Uno de los personajes de Pabellón de reposo, la bellísima novela de don Camilo José Cela (1916-2002) monologa así pensando en su propio fin, que ya siente próximo: «A los muertos no se les debiera enterrar: es cruel. Se les debiera dejar en los verdes y húmedos prados, a la orilla de los alegres riachuelos, recubiertos con un tul o una gasa para que las mariposas no les molesten. Sería, sin duda, más humano».
Y más adelante, en otro capítulo, este mismo moribundo vuelve a gemir, angustiado: «¿Por qué, Dios mío, por qué se enterrará cruelmente a los muertos?».
La pregunta es legítima: ¿por qué? Y, sin embargo, el problema no son las molestias de las mariposas, sino los dientes afilados de las fieras que andan siempre por allí y que no se detendrán, eso es seguro, ni ante la fina gasa ni ante el tenue tul.
Del hombre prehistórico casi nada sabemos, salvo que le gustaba pintar búfalos en las paredes de sus cuevas y que ya desde entonces enterraba a sus muertos. «Lo que hay de verdaderamente distintivo en el hombre respecto a los otros seres que la naturaleza ha producido –escribió nada menos que Hans Georg Gadamer (1900-2002), el gran filósofo alemán- es que construye sepulturas y a ellas consagra sus sentimientos, sus ideas y su capacidad creadora».
Sí, lo que distingue al hombre de la bestia –lo que lo distinguió durante milenios, hasta que aquél inventó el lenguaje- es ese afán de guardar a sus muertos bajo tierra como se esconde un tesoro.
Según los antropólogos, ya el hombre de Neandertal sepultaba a los suyos: «Comprendía muy bien –explica Boris Cyrulnik en El encantamiento del mundo– que el cuerpo de su amigo ya no estaba habitado por el hálito del alma.
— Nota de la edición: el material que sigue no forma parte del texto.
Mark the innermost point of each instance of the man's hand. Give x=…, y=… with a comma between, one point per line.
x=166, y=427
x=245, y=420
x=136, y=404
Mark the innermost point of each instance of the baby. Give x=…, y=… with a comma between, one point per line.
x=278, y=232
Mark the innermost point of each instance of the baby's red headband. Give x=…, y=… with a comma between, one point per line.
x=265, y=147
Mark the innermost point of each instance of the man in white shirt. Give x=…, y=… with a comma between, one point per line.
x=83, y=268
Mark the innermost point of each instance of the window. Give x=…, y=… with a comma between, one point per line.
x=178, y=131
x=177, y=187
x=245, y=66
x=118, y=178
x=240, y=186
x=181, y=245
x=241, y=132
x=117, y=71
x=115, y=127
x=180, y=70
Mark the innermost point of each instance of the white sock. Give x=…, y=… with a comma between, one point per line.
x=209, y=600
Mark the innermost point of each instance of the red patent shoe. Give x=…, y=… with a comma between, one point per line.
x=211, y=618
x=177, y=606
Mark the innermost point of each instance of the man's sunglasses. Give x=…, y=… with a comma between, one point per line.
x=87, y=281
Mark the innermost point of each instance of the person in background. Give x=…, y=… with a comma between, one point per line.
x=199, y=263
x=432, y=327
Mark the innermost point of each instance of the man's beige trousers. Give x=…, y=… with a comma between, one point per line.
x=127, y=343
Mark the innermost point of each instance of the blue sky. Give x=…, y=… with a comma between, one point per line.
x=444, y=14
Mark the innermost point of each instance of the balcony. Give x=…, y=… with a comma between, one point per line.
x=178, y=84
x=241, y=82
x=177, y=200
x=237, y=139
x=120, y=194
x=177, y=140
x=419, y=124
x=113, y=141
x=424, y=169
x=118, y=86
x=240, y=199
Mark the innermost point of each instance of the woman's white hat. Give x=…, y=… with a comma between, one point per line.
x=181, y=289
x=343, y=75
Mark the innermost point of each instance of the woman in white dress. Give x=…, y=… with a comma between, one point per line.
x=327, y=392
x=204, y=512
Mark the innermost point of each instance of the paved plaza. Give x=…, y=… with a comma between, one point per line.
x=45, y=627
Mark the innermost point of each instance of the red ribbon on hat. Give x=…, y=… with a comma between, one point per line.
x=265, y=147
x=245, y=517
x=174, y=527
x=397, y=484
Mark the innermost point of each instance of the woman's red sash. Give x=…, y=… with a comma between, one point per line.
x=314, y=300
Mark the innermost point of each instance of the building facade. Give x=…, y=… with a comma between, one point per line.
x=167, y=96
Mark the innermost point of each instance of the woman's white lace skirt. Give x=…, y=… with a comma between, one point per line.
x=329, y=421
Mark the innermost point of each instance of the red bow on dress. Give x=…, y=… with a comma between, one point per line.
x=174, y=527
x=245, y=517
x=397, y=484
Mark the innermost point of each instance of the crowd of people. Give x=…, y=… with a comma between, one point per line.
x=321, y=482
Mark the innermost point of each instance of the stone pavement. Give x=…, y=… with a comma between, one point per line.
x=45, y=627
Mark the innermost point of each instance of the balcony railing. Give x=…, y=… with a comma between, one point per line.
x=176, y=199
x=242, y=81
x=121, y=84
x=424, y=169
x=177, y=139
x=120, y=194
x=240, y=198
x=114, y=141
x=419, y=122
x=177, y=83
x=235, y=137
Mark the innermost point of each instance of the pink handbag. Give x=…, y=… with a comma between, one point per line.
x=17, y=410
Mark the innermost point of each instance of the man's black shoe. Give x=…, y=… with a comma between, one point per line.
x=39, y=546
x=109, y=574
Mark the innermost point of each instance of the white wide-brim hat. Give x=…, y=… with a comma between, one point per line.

Percibía al muerto y se representaba la muerte, lo cual lo impulsaba a inventar una sepultura para no verse obligado a arrojar el cuerpo de su amigo, a quien todavía quería».
Y, por lo demás, todas las desgracias de Antígona, la heroína griega, ¿no se desencadenaron a partir del momento en que decidió dar sepultura a su hermano Polinices, muerto como un héroe en el campo de batalla?
«Sí –dice Antígona, decidida a desobedecer las órdenes del insensible rey Creonte-, enterraré a mi hermano. Nadie podrá reprocharme que lo haya dejado librado a las fieras. ¿Me ayudas?».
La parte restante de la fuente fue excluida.